Doubt centres on Sister Aloysius (Meryl Streep), principal of a Catholic school in the Bronx who becomes suspicious of the relationship between Father Flynn (Philip Seymour Hoffman) and Donald Miller (Joseph Foster), a young African-American student. The film is set in 1965, in a Catholic school in the Bronx.
Doubt is based on a play of the same name by writer/director John Patrick Shanley. The film questions the hierarchy of the church, this is particularly interesting when examined in the wake of the child abuse investigations in Ireland in recent years. Sister Aloysius does not turn a blind eye to her suspicions as many did, but rather followed a line of enquiry to ensure the safety of a child in her care.
Meryl Streep as Sister Aloysius begins the film as the perfect villain. As Sister James (Amy Adams) tells her “all the children are uniformly terrified of you” and for the first half of the film Sister Aloysius shows no redeeming qualities. She is austere and unforgiving. Once Sister James tells Sister Aloysius of her suspicions regarding the relationship between Donald Miller and Father Flynn, however, Aloysius’ façade begins to crumble and we catch glimpses of the person underneath and begin to understand the basis for her concern for the child in question. Meryl Streep conveys both the austere exterior and the more humane qualities of her character with ease, but perhaps her greatest skill in this film lies with her delivery of sarcastic one liners, mostly directed at Hoffman, which bring some much needed humour to the film.

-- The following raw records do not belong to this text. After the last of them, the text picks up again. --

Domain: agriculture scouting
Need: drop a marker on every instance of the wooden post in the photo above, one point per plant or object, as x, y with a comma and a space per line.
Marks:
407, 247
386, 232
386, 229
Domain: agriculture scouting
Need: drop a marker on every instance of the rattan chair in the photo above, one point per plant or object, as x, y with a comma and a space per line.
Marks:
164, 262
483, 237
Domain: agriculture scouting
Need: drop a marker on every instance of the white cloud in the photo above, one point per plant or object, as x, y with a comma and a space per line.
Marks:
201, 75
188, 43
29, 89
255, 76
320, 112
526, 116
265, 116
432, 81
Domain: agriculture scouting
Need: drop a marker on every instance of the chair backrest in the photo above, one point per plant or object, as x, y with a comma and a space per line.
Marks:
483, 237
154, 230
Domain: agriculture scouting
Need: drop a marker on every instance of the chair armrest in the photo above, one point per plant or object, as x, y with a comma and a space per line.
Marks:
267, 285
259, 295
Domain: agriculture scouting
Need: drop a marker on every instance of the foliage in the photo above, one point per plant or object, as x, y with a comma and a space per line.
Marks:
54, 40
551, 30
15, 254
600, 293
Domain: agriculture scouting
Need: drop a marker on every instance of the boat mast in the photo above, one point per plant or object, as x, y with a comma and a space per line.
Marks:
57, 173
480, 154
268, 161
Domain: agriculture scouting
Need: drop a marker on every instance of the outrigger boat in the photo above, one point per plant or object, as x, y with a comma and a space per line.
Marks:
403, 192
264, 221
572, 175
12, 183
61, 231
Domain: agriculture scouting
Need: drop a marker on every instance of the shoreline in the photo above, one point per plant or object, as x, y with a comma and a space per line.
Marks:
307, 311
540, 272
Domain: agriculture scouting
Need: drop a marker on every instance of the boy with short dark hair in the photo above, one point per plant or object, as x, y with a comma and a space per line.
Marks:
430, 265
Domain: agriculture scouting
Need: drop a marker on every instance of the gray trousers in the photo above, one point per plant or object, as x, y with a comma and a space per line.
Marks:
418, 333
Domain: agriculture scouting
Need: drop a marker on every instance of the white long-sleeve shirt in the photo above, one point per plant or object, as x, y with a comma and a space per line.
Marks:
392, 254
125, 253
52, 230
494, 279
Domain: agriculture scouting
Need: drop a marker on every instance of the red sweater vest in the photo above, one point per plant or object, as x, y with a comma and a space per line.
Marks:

Although Streep is the main focus of the film, her character would have not had the range or emotional reach without Philip Seymour Hoffman and Amy Adams’ characters, who Aloysius accuses and shares her suspicions with, respectively. Hoffman allows sympathy to shift for and against him without ever challenging it, allowing the audience to make their own assumptions about his characters. Adams justifies her Oscar nomination with an understated role. She allows Aloysius to dominate her, but speaks her mind when she feels it is justified. An interesting thought regarding the film is Adams’ absence from the final confrontations, how different would the film have been, I wonder, if her character had been present?
In the end, Doubt becomes less about the issue at hand, but the interaction between the wonderfully realised characters in a film that raises more questions than it answers.